A nutrição nas fases iniciais da vida é um fator que contribui para o crescimento alarmante da obesidade infanto-juvenil. A obesidade precoce está diretamente relacionada com o desenvolvimento de outras doenças crônicas associadas, como o diabetes tipo 2, doenças hepáticas, hipertensão e doenças cardíacas, que podem se agravar precocemente e perdurar por toda a vida.
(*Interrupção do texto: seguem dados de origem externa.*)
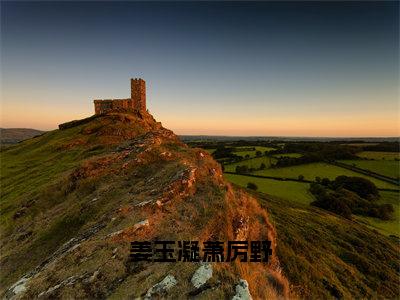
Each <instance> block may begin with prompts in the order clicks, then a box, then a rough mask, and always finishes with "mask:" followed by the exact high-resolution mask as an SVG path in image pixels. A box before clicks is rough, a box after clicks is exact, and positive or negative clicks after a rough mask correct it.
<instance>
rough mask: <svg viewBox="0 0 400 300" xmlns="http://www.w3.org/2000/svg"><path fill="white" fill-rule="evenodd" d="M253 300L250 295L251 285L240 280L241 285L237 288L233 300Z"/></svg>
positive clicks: (246, 282)
mask: <svg viewBox="0 0 400 300" xmlns="http://www.w3.org/2000/svg"><path fill="white" fill-rule="evenodd" d="M251 299H253V298H252V297H251V295H250V291H249V284H248V283H247V281H246V280H244V279H240V281H239V284H238V285H237V286H236V294H235V296H233V298H232V300H251Z"/></svg>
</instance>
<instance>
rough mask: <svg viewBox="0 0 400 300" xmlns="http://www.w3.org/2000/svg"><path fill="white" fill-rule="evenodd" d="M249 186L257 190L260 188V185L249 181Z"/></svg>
mask: <svg viewBox="0 0 400 300" xmlns="http://www.w3.org/2000/svg"><path fill="white" fill-rule="evenodd" d="M247 188H248V189H251V190H254V191H256V190H257V189H258V186H257V185H256V184H255V183H253V182H249V183H248V184H247Z"/></svg>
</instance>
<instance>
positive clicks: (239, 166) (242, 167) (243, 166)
mask: <svg viewBox="0 0 400 300" xmlns="http://www.w3.org/2000/svg"><path fill="white" fill-rule="evenodd" d="M235 171H236V173H238V174H245V173H248V172H249V167H248V166H246V165H244V166H236V169H235Z"/></svg>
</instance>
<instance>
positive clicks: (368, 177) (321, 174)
mask: <svg viewBox="0 0 400 300" xmlns="http://www.w3.org/2000/svg"><path fill="white" fill-rule="evenodd" d="M250 161H251V160H250ZM250 161H246V163H248V162H250ZM243 163H244V162H243ZM243 163H242V164H243ZM253 174H255V175H264V176H276V177H282V178H298V176H299V175H303V176H304V179H307V180H315V177H317V176H319V177H321V178H324V177H326V178H329V179H331V180H333V179H335V178H336V177H337V176H340V175H345V176H357V177H363V178H366V179H368V180H370V181H372V182H373V183H375V184H376V186H377V187H379V188H388V189H398V188H399V187H398V186H397V185H395V184H391V183H387V182H385V181H381V180H379V179H375V178H373V177H369V176H367V175H363V174H360V173H357V172H354V171H351V170H348V169H344V168H341V167H337V166H333V165H329V164H326V163H312V164H306V165H298V166H291V167H284V168H270V169H265V170H260V171H255V172H254V173H253Z"/></svg>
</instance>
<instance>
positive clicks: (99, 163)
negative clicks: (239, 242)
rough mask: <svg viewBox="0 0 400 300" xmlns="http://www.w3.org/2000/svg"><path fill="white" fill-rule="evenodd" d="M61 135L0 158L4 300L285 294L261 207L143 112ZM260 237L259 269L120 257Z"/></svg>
mask: <svg viewBox="0 0 400 300" xmlns="http://www.w3.org/2000/svg"><path fill="white" fill-rule="evenodd" d="M62 128H64V129H63V130H54V131H51V132H47V133H45V134H43V135H41V136H40V137H37V138H34V139H29V140H26V141H24V142H22V143H20V144H18V145H15V146H12V147H9V148H6V149H3V150H2V151H1V161H2V163H1V181H2V188H1V212H2V214H1V219H0V230H1V232H2V235H1V244H0V245H1V246H0V247H1V253H2V255H1V259H0V266H1V268H0V269H1V291H2V295H3V296H4V297H5V298H12V299H31V298H35V297H44V298H48V299H54V298H61V297H63V298H111V299H121V298H125V299H126V298H136V297H143V298H144V299H150V298H154V297H158V296H162V297H164V296H165V297H168V298H171V299H176V298H182V297H183V298H188V297H191V296H195V295H197V296H198V297H203V298H232V297H234V296H235V295H236V296H240V295H247V294H246V293H250V294H251V295H252V296H253V297H254V298H263V297H265V296H268V297H269V298H278V297H287V296H288V295H289V290H288V283H287V281H286V279H285V277H284V276H283V274H281V267H280V264H279V260H278V259H277V256H276V255H275V247H276V239H275V229H274V227H273V226H271V224H270V222H269V218H268V214H267V212H266V210H265V209H262V208H261V206H260V205H259V203H258V201H257V200H256V199H255V198H253V197H251V196H249V195H248V194H247V193H246V192H243V191H242V190H240V189H237V188H233V187H232V186H231V185H230V184H229V183H227V182H226V181H225V180H224V178H223V176H222V171H221V168H220V166H219V164H218V163H216V162H215V161H214V160H213V159H212V158H211V156H209V155H208V154H207V153H206V152H205V151H203V150H201V149H191V148H189V147H188V146H186V145H185V144H183V143H182V142H181V141H180V140H179V139H178V138H177V136H175V135H174V134H173V132H171V131H169V130H167V129H165V128H163V127H162V125H161V123H158V122H156V121H155V120H154V119H153V117H152V116H151V115H149V114H142V115H136V114H132V113H109V114H107V115H99V116H93V117H90V118H88V119H85V120H80V121H78V122H72V123H68V124H67V125H64V126H62ZM267 239H268V240H270V241H272V246H271V247H272V256H271V257H270V259H269V262H268V263H241V262H239V261H238V260H236V261H235V262H234V263H230V264H227V263H211V264H210V263H207V264H204V263H188V262H176V263H173V262H167V263H161V262H131V261H130V260H129V254H130V242H132V241H185V240H188V241H193V240H197V241H199V242H203V241H207V240H212V241H218V240H219V241H228V240H231V241H235V240H249V241H257V240H267ZM210 269H211V270H212V276H208V275H209V274H210V272H209V271H210ZM204 271H207V272H204ZM199 274H200V275H201V276H200V275H199ZM207 274H208V275H207ZM196 276H197V277H196ZM204 276H206V278H205V279H204ZM207 276H208V277H207ZM199 278H200V279H199ZM199 280H200V283H199ZM205 281H207V282H205ZM239 299H240V298H239Z"/></svg>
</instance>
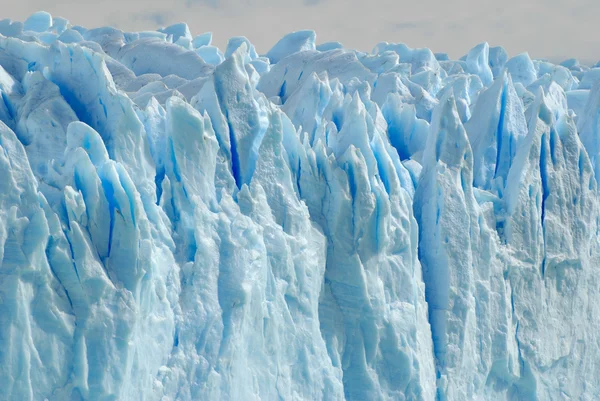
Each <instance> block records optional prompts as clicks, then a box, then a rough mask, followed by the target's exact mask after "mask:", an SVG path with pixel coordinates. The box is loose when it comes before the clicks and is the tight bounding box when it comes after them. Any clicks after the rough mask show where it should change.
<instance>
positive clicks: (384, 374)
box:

Isso ocorre por que o organismo jovem possui uma alta predisposição a altear sua fisiologia em resposta a diferentes estímulos como uma resposta adaptativa. Através de alterações epigenéticas (quando as células mudam o padrão de expressão gênica) os tecidos podem mudar seu metabolismo e ser programado para o desenvolvimento de uma disfunção na idade adulta. No entanto, apesar das alterações epigenéticas serem estáveis, elas são potencialmente reversíveis, tornando importante a busca por tratamentos capazes de reprogramar as alterações induzidas pela obesidade precoce.
A canela é uma das especiarias mais consumidas no mundo com diversos efeitos benéficos quanto à melhora do diabetes tipo 2 e da obesidade, efeitos mediados em grande parte pelo cinamaldeído, principal componente do óleo essencial da canela (~90%).
Devido ao potencial anti-obesogênico e anti-diabetogênico do cinamaldeído, desenvolvemos um projeto para estudar a capacidade do cinamaldeído para tratar a obesidade infato-juvenil e reverter as possíveis alterações epigenéticas induzidas pela obesidade precoce, prevenido assim o desenvolvimento de doenças crônicas associadas no longo prazo.
Usamos o modelo de superalimentação em ratos, feito a partir da redução da ninhada para 3 animais por mãe (dessa forma os filhotes mamam mais e desenvolvem obesidade precoce). Um grupo controle foi mantido com 10 filhotes por mãe. Fizemos o tratamento com cinamaldeído (40mg/Kg de massa corporal/dia) durante a fase da adolescência, ainda considerado uma janela de programação (passível de modificações epigenéticas e reprogramação do metabolismo).
Aos 60 dias, logo após o fim do tratamento, o cinamaldeído promoveu redução do tecido adiposo (especializado no armazenamento da gordura) e dos lipídios circulantes, além de atenuar à resistência à insulina, importante marcador do desenvolvimento do diabetes tipo 2. A redução do tecido adiposo foi associado a redução de síntese de lipídeos e estimulação da ativação do tecido adiposo marrom (tecido especializado na produção de calor através da termogênese).
Quando avaliamos os animais aos 180 dias (4 meses após o fim do tratamento), os ratos que foram tratados com cinamaldeído apresentaram normalização da adiposidade visceral, e redução do acúmulo de gordura no tecido adiposo marrom, atenuação dos lipídeos circulantes e do conteúdo de lipídeos hepáticos, com redução de marcadores de síntese lipídica no fígado, tecido adiposo branco e marrom.
O presente estudo mostrou que o tratamento com cinamaldeído tem efeitos benéficos no curto e longo prazo. Nossos dados destacam que a fase adolescente é uma janela importante para a intervenção das disfunções metabólicas infanto-juvenis, e o cinamaldeído pode ser um aliado no tratamento da obesidade precoce.
Este estudo fez parte do projeto de doutorado da aluna Jessika Geisebel Oliveira Neto, do programa de Pós-Graduação em Ciências Biomédicas da UFF.